Between t = 0 and t = t0, a rocket moves straight upward with an acceleration given by a(t)=A−Bt1/2, where A and B are constants. (a) If x is in meters and t is in seconds, what are the units of A and B? (b) If the rocket starts from rest, how does the velocity vary between t = 0 and t = t0? (c) If its initial position is zero, what is the rocket’s position as a function of time during this same time interval?

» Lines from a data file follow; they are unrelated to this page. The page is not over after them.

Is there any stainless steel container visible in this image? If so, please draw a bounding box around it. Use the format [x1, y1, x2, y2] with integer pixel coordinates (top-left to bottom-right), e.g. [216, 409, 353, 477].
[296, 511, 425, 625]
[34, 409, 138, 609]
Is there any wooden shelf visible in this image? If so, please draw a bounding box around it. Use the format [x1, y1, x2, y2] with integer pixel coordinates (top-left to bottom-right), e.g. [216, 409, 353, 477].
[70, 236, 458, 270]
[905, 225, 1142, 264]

a) Option a: A in m/s^2 and B in s^(1/2)/m^(1/2); Option b: Linear increase; Option c: x(t) = At - (2B/3)t^(3/2)
b) Option a: A in m/s^2 and B in s^(1/2)/m^(1/2); Option b: Decreases linearly; Option c: x(t) = At - (2B/3)t^(3/2)
c) Option a: A in m/s^2 and B in s/m^(1/2); Option b: Decreases with t; Option c: x(t) = At^2 - 2Bt^(3/2)
d) Option a: A in m/s^2 and B in s/m; Option b: Linear increase; Option c: x(t) = At^2 - 2Bt^(3/2)

Answer 1

The units of A are m/s^2 and the units of B are s^(1/2)/m^(1/2). The velocity of the rocket increases linearly as time increases. The position of the rocket as a function of time can be determined using the position function x(t) = At - (2B/3)t^(3/2).

Step-by-step explanation:

To determine the units of A and B in the equation a(t) = A - Bt^1/2, we need to consider the units of acceleration and time. The unit of acceleration is meters per second squared (m/s^2) and the unit of time is seconds (s). Therefore, the units of A must be in m/s^2 and the units of B must be in s^(1/2)/m^(1/2).

Since the rocket starts from rest, its initial velocity is zero. As time increases from t = 0 to t = t0, the velocity of the rocket will increase linearly. This means that the velocity will steadily increase over time.

If the rocket's initial position is zero, its position as a function of time during this time interval can be determined by integrating the acceleration function. The position function is given by x(t) = At - (2B/3)t^(3/2).